Closed bitbacchus closed 1 year ago
Thanks for opening the new issue! Just for reference, this is their Github page: https://github.com/jeffreyevans/landmetrics. It was formerly known as spatialEco
. They actually reference and compare to your package at the end of the page :)
I had a really quick look at the code at it seems they are also "just" using raster::focal
as we do.
Just out of curiosity, which metrics did you calculate @lukasbaumbach? Maybe that's where the difference in computational speed come from.
I tested "effective mesh size" for both. Here's the two function calls
# load projected raster
pfts <- raster(file)
pfti <- pfts == 7
# landmetrics
lm <- focal.lmetrics(pfti, metric="effective.mesh.size", w=3, land.value=1, bkg = 0, latlong=FALSE)
# landscapemetrics
pfti[pfti==0] <- NA # remove background zeros
lsm <- window_lsm(pfti, window = matrix(1, nrow = 3, ncol = 3), what = c("lsm_l_mesh"))
I checked the raster with check_landscape()
to make sure it meets all requirements. Also calculate_lsm
with the same metric works fine. So I suspect it's really about the window function...
I tried to get some data, i.e. benchmarked with the built-in landscape
raster for both the moving window and the metric alone.
Results: landmetrics
is faster in both cases, in moving window 2.5x faster and the metric alone about 1.5x faster
Here is the code I used:
landscape <- reclassify(landscape, cbind(2, NA))
landscape <- reclassify(landscape, cbind(3, NA))
w <- 3
bm1 <- microbenchmark::microbenchmark(
lm <- focal.lmetrics(landscape, metric="effective.mesh.size", w=w, land.value=1, bkg = NA, latlong=FALSE),
lsm <- window_lsm(landscape, window = matrix(1, nrow = w, ncol = w), what = c("lsm_l_mesh")),
times = 10
)
bm1
mean_lm1 <- 929.167 # as in bm1
mean_lsm1 <- 2345.661 # as in bm1
mean_lsm1 / mean_lm1 # 2.5 x faster
bm2 <- microbenchmark::microbenchmark(
lm_single <- lmetrics(landscape, metric="effective.mesh.size", land.value=1, bkg = NA, latlong=FALSE),
lsm_single <- landscapemetrics::lsm_l_mesh(landscape = landscape)
)
bm2
mean_lm2 <- 4.126911 # as in bm2
mean_lsm2 <- 6.295985 # as in bm2
mean_lsm2 / mean_lm2 # 1.5 x faster
lmetrics <- function(x, bkg = 0, land.value = 1,
metric = "prop.landscape", latlong = FALSE) {
if( class(x) != "RasterLayer" ) stop( "x is not a valid raster layer")
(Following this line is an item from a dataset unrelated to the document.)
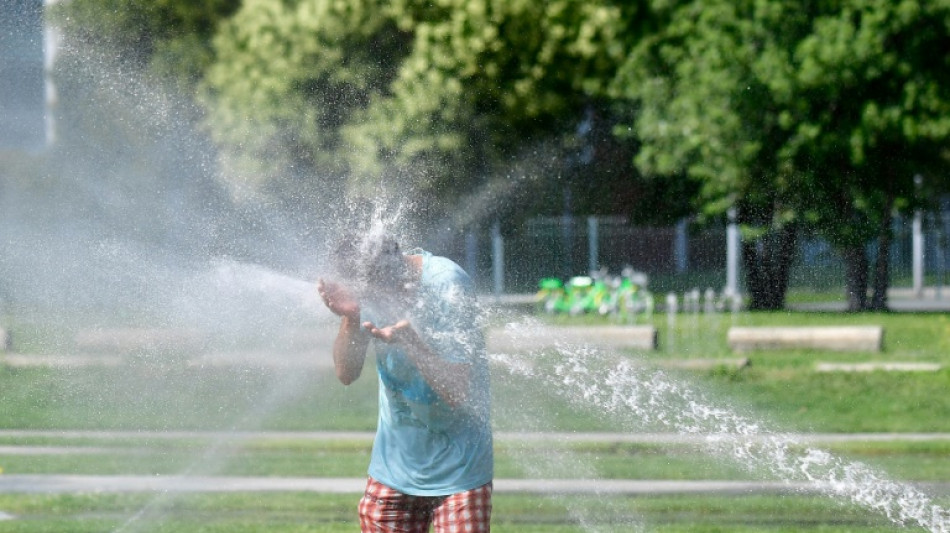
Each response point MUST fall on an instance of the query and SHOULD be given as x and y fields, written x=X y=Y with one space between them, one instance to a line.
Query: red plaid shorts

mnames <- c("class","n.patches","total.area",
"prop.landscape","patch.density","total.edge",
"edge.density","landscape.shape.index","largest.patch.index",
"mean.patch.area","sd.patch.area","min.patch.area",
"max.patch.area","perimeter.area.frac.dim","mean.perim.area.ratio",
"sd.perim.area.ratio","min.perim.area.ratio","max.perim.area.ratio",
"mean.shape.index","sd.shape.index","min.shape.index",
"max.shape.index","mean.frac.dim.index","sd.frac.dim.index",
"min.frac.dim.index","max.frac.dim.index","total.core.area",
"prop.landscape.core","mean.patch.core.area","sd.patch.core.area",
"min.patch.core.area","max.patch.core.area","prop.like.adjacencies",
"aggregation.index","lanscape.division.index","splitting.index",
"effective.mesh.size","patch.cohesion.index")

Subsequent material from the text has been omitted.